Elenchiamo le soste effettuate negli unici punti di ristoro presenti anche a beneficio di coloro che un domani potrebbero avere bisogno di queste informazioni. La seconda colazione è avvenuta nei pressi di Bumbugur in un suggestivo luogo raggiunto dopo aver percorso alcuni chilometri nel bacino di un fiume in secca. L’ottimo pranzo come sempre a base di pecora, invece, alla fine della cittadina di Buutsagaan dove l’oste mongolo ci ha consolato spiegandoci che dopo circa 80 chilometri sarebbe tornato l’asfalto. La sofferenza per la difficoltà della guida è alleviata dallo stupendo panorama che si gode dall’altopiano che attraversiamo.

L’ultima parte di strada prima del luogo indicato dall’oste è però costituito da una zona molto acquitrinosa.

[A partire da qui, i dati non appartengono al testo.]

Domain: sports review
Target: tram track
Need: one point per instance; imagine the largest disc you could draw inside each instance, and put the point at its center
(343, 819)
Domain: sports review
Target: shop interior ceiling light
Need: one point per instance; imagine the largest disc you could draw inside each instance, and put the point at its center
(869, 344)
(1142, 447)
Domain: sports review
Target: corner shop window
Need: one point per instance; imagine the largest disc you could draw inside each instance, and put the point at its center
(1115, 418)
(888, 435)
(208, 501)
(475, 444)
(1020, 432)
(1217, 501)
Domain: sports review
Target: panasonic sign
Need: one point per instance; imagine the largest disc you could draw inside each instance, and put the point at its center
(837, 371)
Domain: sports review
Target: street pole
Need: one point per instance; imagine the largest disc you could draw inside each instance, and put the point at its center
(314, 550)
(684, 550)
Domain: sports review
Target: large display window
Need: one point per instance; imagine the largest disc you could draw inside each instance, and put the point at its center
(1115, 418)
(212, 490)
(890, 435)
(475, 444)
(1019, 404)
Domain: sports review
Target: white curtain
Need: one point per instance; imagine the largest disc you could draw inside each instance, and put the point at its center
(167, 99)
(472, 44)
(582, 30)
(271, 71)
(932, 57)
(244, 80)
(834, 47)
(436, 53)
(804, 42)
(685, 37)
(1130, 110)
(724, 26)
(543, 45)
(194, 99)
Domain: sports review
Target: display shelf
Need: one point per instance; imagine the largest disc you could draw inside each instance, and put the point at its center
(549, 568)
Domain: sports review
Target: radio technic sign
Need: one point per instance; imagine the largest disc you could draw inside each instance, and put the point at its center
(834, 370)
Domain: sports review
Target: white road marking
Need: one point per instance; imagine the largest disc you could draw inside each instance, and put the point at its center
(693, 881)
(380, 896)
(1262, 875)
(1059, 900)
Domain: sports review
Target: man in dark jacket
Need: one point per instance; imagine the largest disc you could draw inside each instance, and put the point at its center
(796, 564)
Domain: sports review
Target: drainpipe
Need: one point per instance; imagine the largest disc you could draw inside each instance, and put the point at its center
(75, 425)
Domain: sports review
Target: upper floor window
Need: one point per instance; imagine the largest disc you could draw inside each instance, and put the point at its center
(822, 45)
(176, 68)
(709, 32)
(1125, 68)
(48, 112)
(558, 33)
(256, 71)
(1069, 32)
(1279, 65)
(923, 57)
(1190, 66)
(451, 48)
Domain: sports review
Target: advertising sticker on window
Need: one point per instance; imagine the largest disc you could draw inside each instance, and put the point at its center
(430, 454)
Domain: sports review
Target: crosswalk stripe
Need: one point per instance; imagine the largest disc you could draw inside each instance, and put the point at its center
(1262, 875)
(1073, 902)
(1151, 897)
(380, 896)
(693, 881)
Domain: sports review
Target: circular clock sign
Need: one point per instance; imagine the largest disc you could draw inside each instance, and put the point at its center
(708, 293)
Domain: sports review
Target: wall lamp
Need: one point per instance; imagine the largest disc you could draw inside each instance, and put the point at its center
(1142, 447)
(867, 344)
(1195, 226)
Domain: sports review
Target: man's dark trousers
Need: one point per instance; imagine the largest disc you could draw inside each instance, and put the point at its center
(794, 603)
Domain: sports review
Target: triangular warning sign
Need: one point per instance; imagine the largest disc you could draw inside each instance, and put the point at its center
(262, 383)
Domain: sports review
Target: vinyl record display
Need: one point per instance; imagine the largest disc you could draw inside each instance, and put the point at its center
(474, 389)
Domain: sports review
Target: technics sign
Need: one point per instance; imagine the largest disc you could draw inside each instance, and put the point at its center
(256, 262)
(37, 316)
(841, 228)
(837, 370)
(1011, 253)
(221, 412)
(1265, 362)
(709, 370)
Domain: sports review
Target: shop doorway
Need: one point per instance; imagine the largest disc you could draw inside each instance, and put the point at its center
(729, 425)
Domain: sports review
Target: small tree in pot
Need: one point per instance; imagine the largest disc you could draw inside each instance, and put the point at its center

Attraversiamo due difficili tratti sfruttando le quattro ruote motrici del nostro veicolo e al terzo tratto lungo una cinquantina di metri forse pecchiamo di superficialità visto che sprofondiamo nel fango. Per l’esattezza la macchina si impantana del tutto a meno di un metro dalla fine del tratto fangoso. Le ruote girano a vuoto nonostante l’uso delle marce ridotte. Non perdiamo la calma visti i due analoghi episodi del 2008 quando ci insabbiammo con la vecchia Marea. Di solito entro pochi minuti passa sempre qualcuno che può tirarti fuori. Ricordiamo che queste strade sono percorse anche da auto senza trazione integrale ed è educazione che i fuoristrada aiutino coloro che rimangono bloccati nelle varie situazioni possibili. Una jeep si offre di tirarci fuori e il paradosso è che possiamo agganciare la fune metallica alla parte anteriore della Hilux senza sporcarci visto che l’asciutto si trova veramente a pochi centimetri dal parafango oltre che dallo sportello lato passeggeri. L’impegno è minimo e in pochi secondi siamo fuori dal pantano con la nostra auto ben segnata dal marrone che ci ha avvolto. Lasciamo una ricompensa ai soccorritori che decidono di donarci il loro cavo metallico da traino per fare in modo che possiamo essere attrezzati in caso di future nuove difficoltà.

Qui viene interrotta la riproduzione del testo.